O Pix passou a contar com regras de segurança mais rígidas em 2026. As mudanças determinadas pelo Banco Central (BC) têm como principal objetivo dificultar golpes e fraudes e aumentar as chances de recuperação do dinheiro em casos de transferências feitas de forma indevida.
Uma das medidas estabelece limites para operações realizadas a partir de celulares ou outros dispositivos que ainda não estejam cadastrados na instituição financeira. Nesses casos, o valor máximo permitido é de R$ 200 por transação e de R$ 1 mil por dia. Para movimentações acima desses valores, o aparelho precisa ser previamente registrado no banco.
Saiba mais:
A regra foi criada para dificultar a ação de criminosos que conseguem obter credenciais bancárias de vítimas e tentam acessar as contas a partir de aparelhos desconhecidos. As instituições financeiras também podem estabelecer limites menores quando não conseguem identificar adequadamente o dispositivo utilizado na operação.

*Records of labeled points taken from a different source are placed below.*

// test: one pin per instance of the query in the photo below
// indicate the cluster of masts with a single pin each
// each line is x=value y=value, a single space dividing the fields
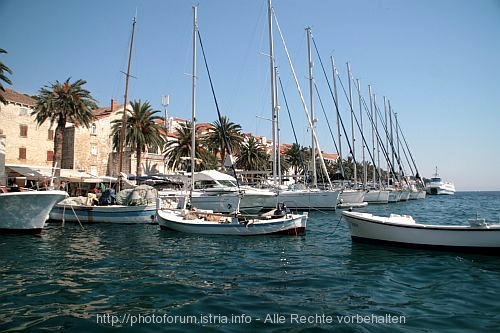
x=387 y=137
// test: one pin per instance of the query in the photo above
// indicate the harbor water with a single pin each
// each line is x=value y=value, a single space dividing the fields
x=140 y=278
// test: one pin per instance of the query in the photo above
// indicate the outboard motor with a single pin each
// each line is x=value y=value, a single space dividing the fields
x=281 y=209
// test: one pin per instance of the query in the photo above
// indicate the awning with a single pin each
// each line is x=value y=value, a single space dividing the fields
x=41 y=172
x=30 y=172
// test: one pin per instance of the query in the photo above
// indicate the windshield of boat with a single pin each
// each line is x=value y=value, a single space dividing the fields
x=228 y=183
x=204 y=184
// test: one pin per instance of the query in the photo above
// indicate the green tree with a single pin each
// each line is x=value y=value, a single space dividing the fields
x=177 y=152
x=297 y=158
x=3 y=77
x=252 y=156
x=215 y=138
x=142 y=130
x=61 y=103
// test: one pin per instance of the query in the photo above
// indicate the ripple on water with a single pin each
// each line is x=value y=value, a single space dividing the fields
x=63 y=279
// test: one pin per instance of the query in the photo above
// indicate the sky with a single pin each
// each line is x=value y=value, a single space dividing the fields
x=436 y=61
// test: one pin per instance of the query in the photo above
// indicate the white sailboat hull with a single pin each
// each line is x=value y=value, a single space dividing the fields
x=289 y=224
x=403 y=231
x=103 y=214
x=377 y=196
x=308 y=199
x=26 y=212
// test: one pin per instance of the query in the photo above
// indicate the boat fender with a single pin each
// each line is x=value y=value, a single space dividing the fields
x=281 y=210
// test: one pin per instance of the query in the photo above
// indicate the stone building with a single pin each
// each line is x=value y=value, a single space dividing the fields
x=26 y=143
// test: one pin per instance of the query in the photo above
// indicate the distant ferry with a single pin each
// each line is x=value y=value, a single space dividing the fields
x=436 y=186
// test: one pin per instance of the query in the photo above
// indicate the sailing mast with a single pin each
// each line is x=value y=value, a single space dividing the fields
x=311 y=109
x=124 y=117
x=193 y=100
x=365 y=176
x=334 y=69
x=274 y=112
x=373 y=132
x=352 y=128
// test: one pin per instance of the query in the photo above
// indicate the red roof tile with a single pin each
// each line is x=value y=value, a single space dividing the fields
x=15 y=97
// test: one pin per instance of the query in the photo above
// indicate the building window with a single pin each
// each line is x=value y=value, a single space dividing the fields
x=23 y=131
x=22 y=153
x=23 y=111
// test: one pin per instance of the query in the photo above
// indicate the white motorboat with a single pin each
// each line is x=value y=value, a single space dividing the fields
x=377 y=196
x=278 y=221
x=402 y=230
x=27 y=211
x=437 y=186
x=300 y=197
x=136 y=205
x=352 y=198
x=212 y=182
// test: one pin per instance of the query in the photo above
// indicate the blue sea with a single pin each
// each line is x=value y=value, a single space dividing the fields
x=139 y=278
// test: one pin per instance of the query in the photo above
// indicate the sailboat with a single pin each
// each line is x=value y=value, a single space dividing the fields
x=137 y=205
x=277 y=221
x=299 y=196
x=436 y=186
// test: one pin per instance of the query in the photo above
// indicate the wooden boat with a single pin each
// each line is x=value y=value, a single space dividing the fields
x=278 y=221
x=136 y=205
x=402 y=230
x=26 y=212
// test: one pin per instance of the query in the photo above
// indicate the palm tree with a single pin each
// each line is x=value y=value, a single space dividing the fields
x=61 y=103
x=297 y=157
x=178 y=151
x=224 y=130
x=3 y=77
x=142 y=130
x=252 y=156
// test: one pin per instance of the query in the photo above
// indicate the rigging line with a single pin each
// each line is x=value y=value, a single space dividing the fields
x=291 y=123
x=226 y=142
x=336 y=105
x=356 y=119
x=409 y=151
x=324 y=113
x=380 y=141
x=379 y=138
x=385 y=153
x=392 y=145
x=304 y=106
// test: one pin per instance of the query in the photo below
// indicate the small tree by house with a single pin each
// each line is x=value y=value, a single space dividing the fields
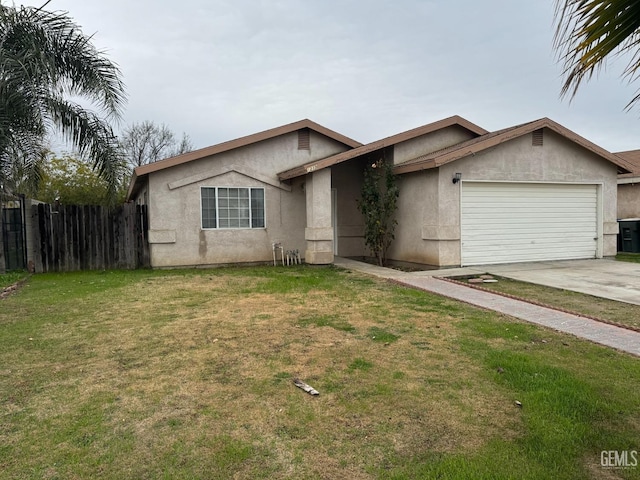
x=378 y=203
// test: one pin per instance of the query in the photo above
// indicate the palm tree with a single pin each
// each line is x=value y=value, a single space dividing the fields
x=45 y=61
x=588 y=31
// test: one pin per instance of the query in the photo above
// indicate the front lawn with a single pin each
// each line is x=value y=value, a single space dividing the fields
x=187 y=374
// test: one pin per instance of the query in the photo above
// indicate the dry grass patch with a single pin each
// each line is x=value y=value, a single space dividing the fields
x=188 y=374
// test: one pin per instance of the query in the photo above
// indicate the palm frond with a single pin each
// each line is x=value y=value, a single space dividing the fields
x=590 y=31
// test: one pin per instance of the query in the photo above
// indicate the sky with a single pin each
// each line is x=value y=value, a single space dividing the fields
x=217 y=69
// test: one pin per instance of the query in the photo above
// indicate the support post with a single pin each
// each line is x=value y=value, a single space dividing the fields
x=319 y=231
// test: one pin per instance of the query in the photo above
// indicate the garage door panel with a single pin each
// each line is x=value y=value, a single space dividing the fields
x=502 y=223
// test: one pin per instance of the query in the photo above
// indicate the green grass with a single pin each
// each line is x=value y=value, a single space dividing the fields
x=602 y=308
x=187 y=374
x=10 y=278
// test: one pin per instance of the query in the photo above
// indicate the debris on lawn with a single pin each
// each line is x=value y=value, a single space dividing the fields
x=482 y=279
x=307 y=388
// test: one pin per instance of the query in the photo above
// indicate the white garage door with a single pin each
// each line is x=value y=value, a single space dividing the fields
x=524 y=222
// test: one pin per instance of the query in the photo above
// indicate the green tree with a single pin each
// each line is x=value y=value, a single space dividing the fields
x=45 y=62
x=72 y=181
x=378 y=203
x=589 y=31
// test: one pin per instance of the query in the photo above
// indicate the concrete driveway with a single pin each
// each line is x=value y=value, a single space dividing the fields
x=602 y=278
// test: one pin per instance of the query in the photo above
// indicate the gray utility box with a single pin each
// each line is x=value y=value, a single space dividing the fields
x=629 y=235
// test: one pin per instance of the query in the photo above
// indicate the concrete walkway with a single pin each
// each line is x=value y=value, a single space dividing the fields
x=598 y=332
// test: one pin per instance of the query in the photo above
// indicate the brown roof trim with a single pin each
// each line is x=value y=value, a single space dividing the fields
x=379 y=144
x=471 y=147
x=632 y=157
x=238 y=142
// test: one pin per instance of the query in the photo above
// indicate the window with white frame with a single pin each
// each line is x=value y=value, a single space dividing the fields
x=232 y=207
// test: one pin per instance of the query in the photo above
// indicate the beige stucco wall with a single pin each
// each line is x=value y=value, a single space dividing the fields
x=629 y=200
x=429 y=212
x=175 y=233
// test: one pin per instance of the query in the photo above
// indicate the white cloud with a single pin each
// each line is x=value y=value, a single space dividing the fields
x=221 y=69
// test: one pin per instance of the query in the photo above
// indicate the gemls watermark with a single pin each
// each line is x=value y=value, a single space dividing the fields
x=619 y=459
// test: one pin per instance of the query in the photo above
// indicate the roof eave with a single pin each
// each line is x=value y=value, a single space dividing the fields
x=381 y=144
x=524 y=129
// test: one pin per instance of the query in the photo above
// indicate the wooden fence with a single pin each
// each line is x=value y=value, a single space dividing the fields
x=71 y=237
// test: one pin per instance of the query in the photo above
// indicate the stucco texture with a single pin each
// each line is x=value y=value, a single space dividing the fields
x=629 y=200
x=428 y=216
x=176 y=236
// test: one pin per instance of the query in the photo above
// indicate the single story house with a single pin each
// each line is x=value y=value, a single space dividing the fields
x=532 y=192
x=629 y=186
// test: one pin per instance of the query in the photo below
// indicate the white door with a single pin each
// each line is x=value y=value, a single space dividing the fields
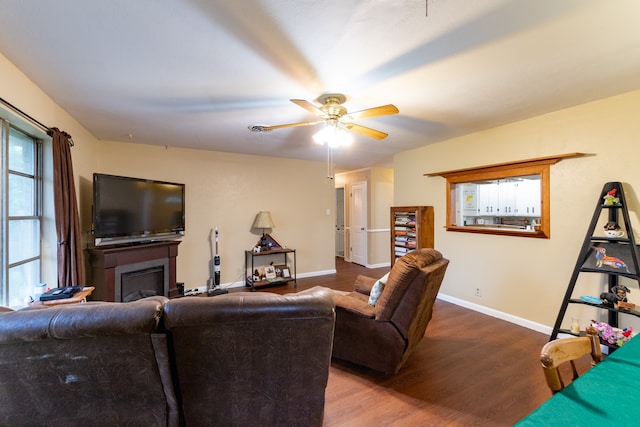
x=358 y=223
x=340 y=222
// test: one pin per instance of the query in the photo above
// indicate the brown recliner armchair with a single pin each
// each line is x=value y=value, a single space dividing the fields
x=252 y=359
x=382 y=336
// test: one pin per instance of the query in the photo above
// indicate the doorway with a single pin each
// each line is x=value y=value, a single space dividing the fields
x=358 y=223
x=340 y=222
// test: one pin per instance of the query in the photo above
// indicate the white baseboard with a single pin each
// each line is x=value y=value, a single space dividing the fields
x=497 y=314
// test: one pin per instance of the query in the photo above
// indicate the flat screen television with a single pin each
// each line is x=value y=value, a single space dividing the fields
x=134 y=210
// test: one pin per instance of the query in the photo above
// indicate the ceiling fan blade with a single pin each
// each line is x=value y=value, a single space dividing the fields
x=372 y=133
x=265 y=128
x=383 y=110
x=308 y=106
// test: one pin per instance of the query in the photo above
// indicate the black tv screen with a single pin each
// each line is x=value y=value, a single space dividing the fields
x=133 y=209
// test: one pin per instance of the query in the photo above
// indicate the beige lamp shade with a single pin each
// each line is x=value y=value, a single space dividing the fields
x=263 y=220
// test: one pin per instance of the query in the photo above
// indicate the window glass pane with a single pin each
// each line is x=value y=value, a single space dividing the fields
x=24 y=239
x=21 y=153
x=21 y=196
x=22 y=283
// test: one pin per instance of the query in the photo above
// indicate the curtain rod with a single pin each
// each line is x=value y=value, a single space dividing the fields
x=31 y=119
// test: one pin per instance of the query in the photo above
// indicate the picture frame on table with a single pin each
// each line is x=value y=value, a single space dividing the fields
x=270 y=272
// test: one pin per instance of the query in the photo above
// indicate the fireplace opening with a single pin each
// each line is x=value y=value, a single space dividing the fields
x=142 y=280
x=141 y=284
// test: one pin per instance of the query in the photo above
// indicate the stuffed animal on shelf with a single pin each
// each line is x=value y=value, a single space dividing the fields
x=610 y=198
x=612 y=335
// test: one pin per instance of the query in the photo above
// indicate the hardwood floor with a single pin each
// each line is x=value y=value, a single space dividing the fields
x=470 y=369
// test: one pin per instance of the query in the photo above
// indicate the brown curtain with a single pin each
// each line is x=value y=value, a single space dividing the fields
x=66 y=211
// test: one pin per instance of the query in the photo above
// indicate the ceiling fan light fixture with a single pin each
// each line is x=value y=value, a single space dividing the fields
x=333 y=136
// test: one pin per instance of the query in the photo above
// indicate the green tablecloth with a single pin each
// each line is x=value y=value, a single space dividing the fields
x=607 y=394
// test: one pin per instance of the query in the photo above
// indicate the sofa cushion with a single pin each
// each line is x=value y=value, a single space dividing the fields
x=86 y=364
x=377 y=289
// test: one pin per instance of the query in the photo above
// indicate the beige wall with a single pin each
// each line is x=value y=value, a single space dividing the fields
x=18 y=90
x=224 y=190
x=228 y=190
x=525 y=277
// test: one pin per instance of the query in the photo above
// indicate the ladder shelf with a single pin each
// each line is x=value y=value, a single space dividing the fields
x=615 y=257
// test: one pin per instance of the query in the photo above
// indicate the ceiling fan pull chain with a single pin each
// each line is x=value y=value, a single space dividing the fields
x=329 y=162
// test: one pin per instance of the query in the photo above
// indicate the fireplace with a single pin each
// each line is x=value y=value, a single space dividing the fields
x=141 y=280
x=128 y=273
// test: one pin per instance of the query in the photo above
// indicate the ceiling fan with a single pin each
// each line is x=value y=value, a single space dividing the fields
x=335 y=115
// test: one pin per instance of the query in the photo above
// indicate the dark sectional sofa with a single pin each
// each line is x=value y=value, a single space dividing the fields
x=240 y=359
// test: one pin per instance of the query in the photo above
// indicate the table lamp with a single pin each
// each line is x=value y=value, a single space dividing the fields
x=263 y=220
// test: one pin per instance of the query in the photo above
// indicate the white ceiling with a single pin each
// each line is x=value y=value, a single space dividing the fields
x=197 y=73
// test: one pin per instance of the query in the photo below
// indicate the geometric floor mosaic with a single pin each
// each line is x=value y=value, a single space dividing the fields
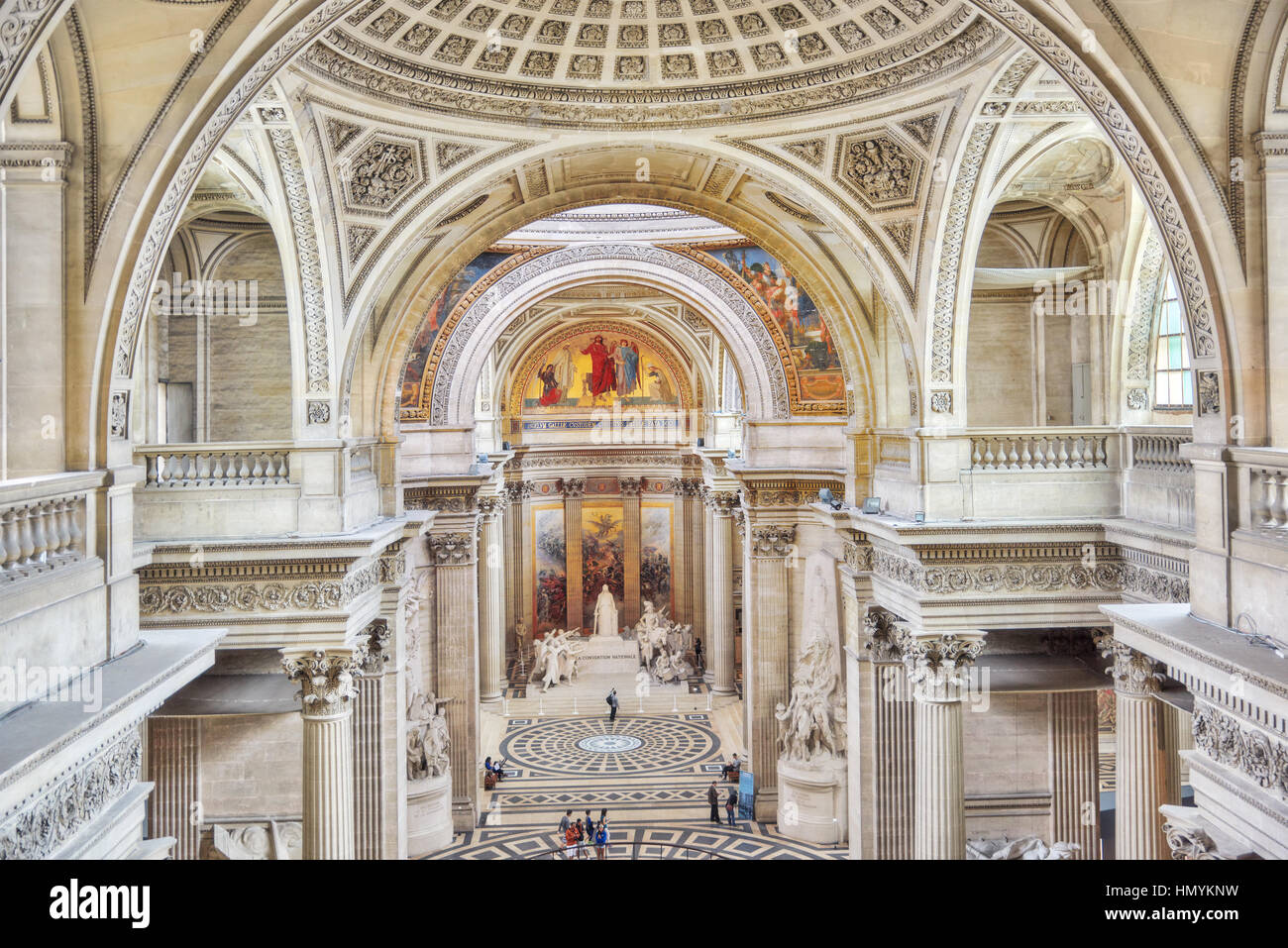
x=670 y=841
x=649 y=772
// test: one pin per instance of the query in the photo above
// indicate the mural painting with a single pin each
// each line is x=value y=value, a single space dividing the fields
x=438 y=311
x=599 y=369
x=814 y=357
x=603 y=557
x=550 y=586
x=656 y=554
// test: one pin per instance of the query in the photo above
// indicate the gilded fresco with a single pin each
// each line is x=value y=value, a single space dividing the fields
x=443 y=304
x=550 y=586
x=814 y=357
x=656 y=554
x=603 y=557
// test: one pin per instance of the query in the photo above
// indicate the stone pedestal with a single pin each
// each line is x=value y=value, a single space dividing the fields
x=811 y=801
x=606 y=655
x=429 y=814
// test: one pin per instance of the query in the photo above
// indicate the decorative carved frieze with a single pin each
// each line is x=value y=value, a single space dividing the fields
x=325 y=678
x=51 y=817
x=1248 y=750
x=1132 y=672
x=772 y=541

Outra mudança importante está no chamado Mecanismo Especial de Devolução (MED). O sistema passou a permitir um rastreamento mais eficiente do dinheiro transferido em golpes. A intenção é acompanhar os recursos mesmo quando eles são rapidamente enviados para outras contas, dificultando a estratégia utilizada por criminosos para esconder o valor desviado.
Na prática, o novo mecanismo aumenta a possibilidade de bloquear e recuperar valores que tenham sido movimentados por diferentes contas depois da fraude. A medida busca reduzir o número de golpes que terminam com prejuízo definitivo para as vítimas.
As medidas fazem parte de um processo de reforço da segurança do sistema de pagamentos instantâneos. O Banco Central também vem ampliando ferramentas antifraude, incluindo mecanismos de análise de transações e aprimoramentos no bloqueio cautelar de valores considerados suspeitos.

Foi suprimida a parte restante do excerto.